If you are an IR researcher looking for some open source software this post is for you.
During the second day of the OJOBuscador Congress 2.0 held in Madrid, Spain (March 8, 9) I attended the IR with Usability track.
The first speaker was Dr. Carlos Castillo from Yahoo! Research Spain. He presented on IR with Adversarial and Web Spam.
Then the next speaker and IR practitioner, Jose Ramon-Perez Aguera, presented on several open source software. I want to share with you a handly list, thanks to Jose’s presentation:
About a year ago I downloaded Terrier, a project from the University of Glasgow. I learned about Terrier through kind email exchanges with Dr. Keith (C.J.) van Rijsbergen. Prof Rijsbergen is the winner of the 2006 Salton’s Award conferred by SIGIR.

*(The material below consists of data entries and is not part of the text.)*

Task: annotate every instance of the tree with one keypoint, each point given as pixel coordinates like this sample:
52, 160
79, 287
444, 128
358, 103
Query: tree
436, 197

Lucene and Nutch are well known. At least in the Caribbean, the others are less known.
I am now playing with two industry-strength workbenches. One is open source: WEKA. The other is not: XLMiner (but trial demos are availabe online).
The great thing about the WEKA (Java-based) machine learning workbench is that can be used for both teaching and serious research.
XLMiner is EXCEL-based and more suitable for graduate courses on business administration, but can be used for both teaching and research.
I am planning in using both for a data mining graduate course I’m putting together for a local university.
Installing and running WEKA is by itself a learning project for dedicated graduate students. The great thing is that once installed, faculty, staff, and university affiliates can use it as a labspace for further research.
Currently there are several textbooks and CS Graduate Schools that use WEKA as the “de facto” companion platform.